Is the ocean to quit it’s job?

Silently and mostly unrecognized, ocean is doing a yet quiet good job for the climate: it absorbs CO2 from the atmosphere and dumps it into the deep. That is one of the reasons, why climate did not further heat up within the last decade – although world keeps emitting lots of CO2.

But now researchers found that the Atlantic ocean absorbs less CO2 than usually – and also figured out the reason for this. It’s because the so called “meridional overturning circulation” slows down. Before you now think “I’ll never get this” – hang on. Sounds more complicated than it actually is.

The overturning circulation works like this: In the Atlantic ocean, water flows northwards – from the warmer Southern part into the colder Northern part. There, the water cools down, becomes saltier and sinks into the deep. There this so called deepwater flows back towards the South, warms up there and is welling up in consequence. Back at the surface in the Southern hemisphere it is, where ocean water takes up the antropogenic CO2.

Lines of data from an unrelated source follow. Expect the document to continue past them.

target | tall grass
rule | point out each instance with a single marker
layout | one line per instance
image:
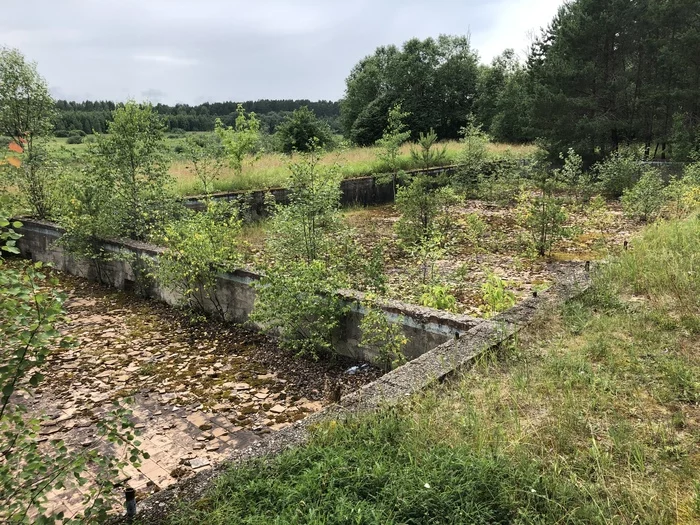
(271, 170)
(590, 417)
(663, 264)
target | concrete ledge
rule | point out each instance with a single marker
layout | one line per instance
(417, 375)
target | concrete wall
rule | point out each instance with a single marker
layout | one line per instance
(425, 328)
(359, 191)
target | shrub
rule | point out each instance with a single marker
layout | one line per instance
(572, 174)
(472, 157)
(379, 334)
(541, 212)
(207, 159)
(424, 211)
(199, 247)
(30, 311)
(395, 134)
(130, 165)
(644, 200)
(297, 297)
(241, 140)
(496, 295)
(302, 131)
(499, 181)
(438, 296)
(619, 172)
(427, 153)
(299, 300)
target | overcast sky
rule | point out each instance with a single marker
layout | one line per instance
(193, 51)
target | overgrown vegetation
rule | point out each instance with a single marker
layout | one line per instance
(589, 417)
(32, 467)
(199, 247)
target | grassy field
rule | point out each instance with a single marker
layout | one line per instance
(591, 417)
(271, 169)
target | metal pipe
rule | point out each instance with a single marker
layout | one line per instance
(130, 494)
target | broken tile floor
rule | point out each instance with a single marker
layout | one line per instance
(199, 391)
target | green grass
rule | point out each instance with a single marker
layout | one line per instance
(592, 416)
(270, 171)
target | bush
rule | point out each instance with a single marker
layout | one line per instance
(683, 193)
(662, 265)
(199, 247)
(619, 172)
(644, 200)
(297, 297)
(427, 153)
(541, 212)
(299, 301)
(472, 157)
(302, 131)
(424, 211)
(438, 296)
(499, 181)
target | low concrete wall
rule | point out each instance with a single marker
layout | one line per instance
(394, 387)
(358, 191)
(424, 328)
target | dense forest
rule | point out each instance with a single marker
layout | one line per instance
(88, 116)
(602, 74)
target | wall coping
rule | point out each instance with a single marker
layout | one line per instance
(432, 367)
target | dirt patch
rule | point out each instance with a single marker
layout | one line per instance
(199, 390)
(468, 259)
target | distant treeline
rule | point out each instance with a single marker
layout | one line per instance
(94, 115)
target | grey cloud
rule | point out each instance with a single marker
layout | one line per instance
(191, 51)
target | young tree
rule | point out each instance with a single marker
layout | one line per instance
(26, 116)
(395, 134)
(644, 200)
(541, 212)
(207, 158)
(473, 155)
(302, 131)
(30, 309)
(307, 228)
(199, 247)
(131, 164)
(425, 212)
(424, 155)
(240, 140)
(297, 296)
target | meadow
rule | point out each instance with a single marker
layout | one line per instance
(270, 169)
(589, 417)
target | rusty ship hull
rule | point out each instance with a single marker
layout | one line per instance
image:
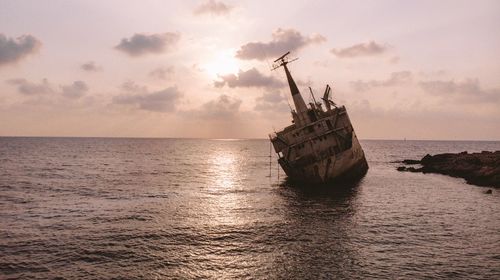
(321, 145)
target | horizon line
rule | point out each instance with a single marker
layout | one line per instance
(235, 139)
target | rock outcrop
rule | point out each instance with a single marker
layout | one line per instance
(482, 169)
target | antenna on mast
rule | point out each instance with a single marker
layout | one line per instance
(282, 61)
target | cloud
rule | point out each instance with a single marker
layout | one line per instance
(283, 40)
(249, 78)
(468, 90)
(214, 8)
(159, 101)
(90, 67)
(76, 90)
(29, 88)
(162, 73)
(396, 78)
(141, 44)
(364, 49)
(271, 101)
(222, 108)
(13, 50)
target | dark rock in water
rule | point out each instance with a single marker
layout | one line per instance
(411, 161)
(481, 169)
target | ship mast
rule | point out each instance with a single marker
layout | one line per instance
(298, 101)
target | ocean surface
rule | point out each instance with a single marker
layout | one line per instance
(104, 208)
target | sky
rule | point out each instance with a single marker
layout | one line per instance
(404, 69)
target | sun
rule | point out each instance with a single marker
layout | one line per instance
(221, 63)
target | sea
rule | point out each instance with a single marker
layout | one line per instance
(123, 208)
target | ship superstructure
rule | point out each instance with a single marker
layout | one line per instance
(321, 145)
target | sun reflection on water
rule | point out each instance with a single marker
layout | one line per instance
(224, 185)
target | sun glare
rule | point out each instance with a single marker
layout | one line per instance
(221, 63)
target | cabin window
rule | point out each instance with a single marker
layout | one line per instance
(329, 124)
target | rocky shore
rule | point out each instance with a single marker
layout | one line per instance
(482, 169)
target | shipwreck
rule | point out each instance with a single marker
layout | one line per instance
(320, 145)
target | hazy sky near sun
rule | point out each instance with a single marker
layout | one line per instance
(404, 69)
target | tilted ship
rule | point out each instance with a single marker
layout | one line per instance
(320, 146)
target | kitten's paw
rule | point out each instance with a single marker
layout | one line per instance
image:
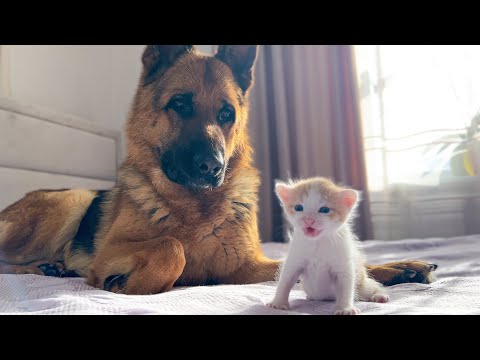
(351, 310)
(379, 297)
(278, 305)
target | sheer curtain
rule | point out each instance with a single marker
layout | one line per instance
(420, 107)
(305, 122)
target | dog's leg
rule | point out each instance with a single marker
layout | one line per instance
(19, 269)
(143, 267)
(261, 270)
(402, 272)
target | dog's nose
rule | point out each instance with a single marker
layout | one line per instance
(208, 165)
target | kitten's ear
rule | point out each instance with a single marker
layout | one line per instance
(349, 197)
(283, 191)
(158, 58)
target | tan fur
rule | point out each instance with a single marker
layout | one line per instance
(155, 232)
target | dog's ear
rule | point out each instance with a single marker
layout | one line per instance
(240, 58)
(158, 58)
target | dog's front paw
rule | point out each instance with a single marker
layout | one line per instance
(278, 305)
(349, 310)
(381, 298)
(400, 272)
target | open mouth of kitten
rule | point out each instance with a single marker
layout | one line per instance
(311, 232)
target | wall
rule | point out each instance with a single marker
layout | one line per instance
(95, 82)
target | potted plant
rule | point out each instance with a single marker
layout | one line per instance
(459, 149)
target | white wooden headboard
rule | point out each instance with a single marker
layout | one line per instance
(43, 149)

(Public domain: Robert Simmon, NASA)

Now, due to global warming, also ocean surface water – even in the Northern usually colder part of the Atlantic – warms up – and does not sink to the deep. This in turn slows down the overturning circulation. In consequence of this slowing, CO2-saturated water is not dumped into the deep as usual, but stays rather close to the surface. In consequence, less CO2 can be taken up from the atmosphere.
So the research team scientifically proved that we actually are destroying those natural systems that normally help keeping CO2 levels low – by emitting more and more CO2 and warming up the planet with its ocean.